Viola se levantó de su asiento y se acercó a examinar el gran rollo reluciente, extendido sobre el respaldo de una silla. Después lo tomó en sus manos y lo palpó —amorosamente, como observó Perdita— y se plantó ante el espejo con él. Dejó caer hasta sus pies uno de los extremos y colgó de sus hombros el otro, ciñéndoselo alrededor del talle y dejando su blanco brazo desnudo hasta el codo. Echó hacia atrás la cabeza y contempló su propia imagen, y una trenza de su pelo castaño rojizo cayó sobre la lustrosa superficie de la seda. El efecto era sorprendente. Las mujeres que la rodeaban profirieron un pequeño «¡Oh!» de admiración. «Sí, en efecto —dijo Viola en su fuero interno—, el azul es mi color.» Mas Perdita se dio cuenta de que su imaginación se había disparado y de que ahora se volcaría en la tarea y les resolvería todos sus enigmas modisteriles. Y de hecho lo hizo requetebién, tal como estuvo muy dispuesta a declarar Perdita, sabedora del insaciable amor de su hermana por la mercería.
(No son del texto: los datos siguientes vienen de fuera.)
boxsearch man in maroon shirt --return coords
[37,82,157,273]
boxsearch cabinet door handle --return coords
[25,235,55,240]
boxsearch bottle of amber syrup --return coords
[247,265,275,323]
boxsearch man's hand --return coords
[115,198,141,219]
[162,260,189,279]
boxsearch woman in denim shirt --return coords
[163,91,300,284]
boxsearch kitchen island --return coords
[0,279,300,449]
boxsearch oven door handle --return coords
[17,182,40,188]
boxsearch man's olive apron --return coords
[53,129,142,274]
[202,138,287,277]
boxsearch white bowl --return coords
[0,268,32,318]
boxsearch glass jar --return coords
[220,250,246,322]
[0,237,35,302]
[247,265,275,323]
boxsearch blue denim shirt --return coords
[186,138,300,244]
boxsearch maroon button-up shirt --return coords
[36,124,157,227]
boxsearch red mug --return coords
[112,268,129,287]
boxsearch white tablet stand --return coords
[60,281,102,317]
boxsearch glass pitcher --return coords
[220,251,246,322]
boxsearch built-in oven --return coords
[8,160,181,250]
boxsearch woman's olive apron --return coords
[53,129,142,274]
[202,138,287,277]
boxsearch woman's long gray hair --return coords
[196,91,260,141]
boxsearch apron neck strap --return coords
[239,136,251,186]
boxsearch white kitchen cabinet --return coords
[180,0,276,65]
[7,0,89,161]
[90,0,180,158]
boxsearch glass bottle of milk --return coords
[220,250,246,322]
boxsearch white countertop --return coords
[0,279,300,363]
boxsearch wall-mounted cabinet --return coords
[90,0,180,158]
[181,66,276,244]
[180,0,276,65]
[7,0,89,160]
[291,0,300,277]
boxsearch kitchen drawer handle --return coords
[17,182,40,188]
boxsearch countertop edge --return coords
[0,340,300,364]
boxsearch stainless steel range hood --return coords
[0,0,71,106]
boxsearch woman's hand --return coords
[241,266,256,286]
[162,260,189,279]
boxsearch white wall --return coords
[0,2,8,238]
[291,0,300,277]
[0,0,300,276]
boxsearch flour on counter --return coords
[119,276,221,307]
Metros y metros de preciosas sedas y satenes, de muselinas, terciopelos y encajes, pasaron por sus hábiles manos, sin que de sus labios brotara una sola palabra de envidia. Gracias a su laboriosidad, el día de la boda Perdita estaba preparada para lucir mayor número de vanidades de este mundo que cualquier otra temblorosa joven novia que hasta entonces hubiese solicitado la bendición sacramental de un cura de Nueva Inglaterra.

Hablase convenido que la joven pareja viajaría de luna de miel al extranjero para pasar unos días en la mansión campestre de un caballero inglés: un hombre de rango y un muy gentil amigo para con Lloyd. Se trataba de un soltero: se declaró encantado de esfumarse para dejarlos entregados durante una semana a sus caricias y arrullos. Tras la ceremonia en la iglesia —había sido oficiada por un clérigo inglés— la joven señora Lloyd se aprontó a dirigirse a casa de su madre para cambiarse sus galas nupciales por un traje de montar. Viola la ayudó a hacerlo, en la antigua habitacioncita que durante tantos años habían compartido como buenas hermanas. Luego Perdita fue sin pérdida de tiempo a decir adiós a su madre, dejando que Viola la siguiera. La despedida fue breve: los caballos aguar—daban a la puerta y Arthur estaba impaciente por emprender viaje. Mas Viola no la había seguido, conque Perdita regresó a su habitación, abriendo la puerta bruscamente. Como de costumbre, Viola estaba frente al espejo, pero en una situación que hizo que la otra se detuviera paralizada por el asombro. Se había puesto el velo y la guirnalda nupciales de Perdita, y en su cuello tenía el oneroso collar de perlas que la joven había recibido de su marido como regalo de bodas. Estos objetos habían sido dejados de lado apresuradamente, para esperar hasta que su dueña dispusiera de ellos a su regreso de la campiña inglesa. Adornada con estas galas ilegítimas, Viola estaba de pie ante el espejo, hundiendo una prolongada mirada en sus profundidades y teniendo Dios sabe qué audaces visiones. Perdita se sintió escandalizada y dolida. Era una espantosa imagen que resucitaba su antigua rivalidad mutua. Avanzó un paso hacia su hermana, como para arrancarle el velo y las flores. Mas, habiendo percibido la mirada de Viola en el espejo, se detuvo.

Adiós, Viola —dijo— Por lo menos habrías podido esperar a que me hubiera marchado. —Y apresuradamente salió de la habitación.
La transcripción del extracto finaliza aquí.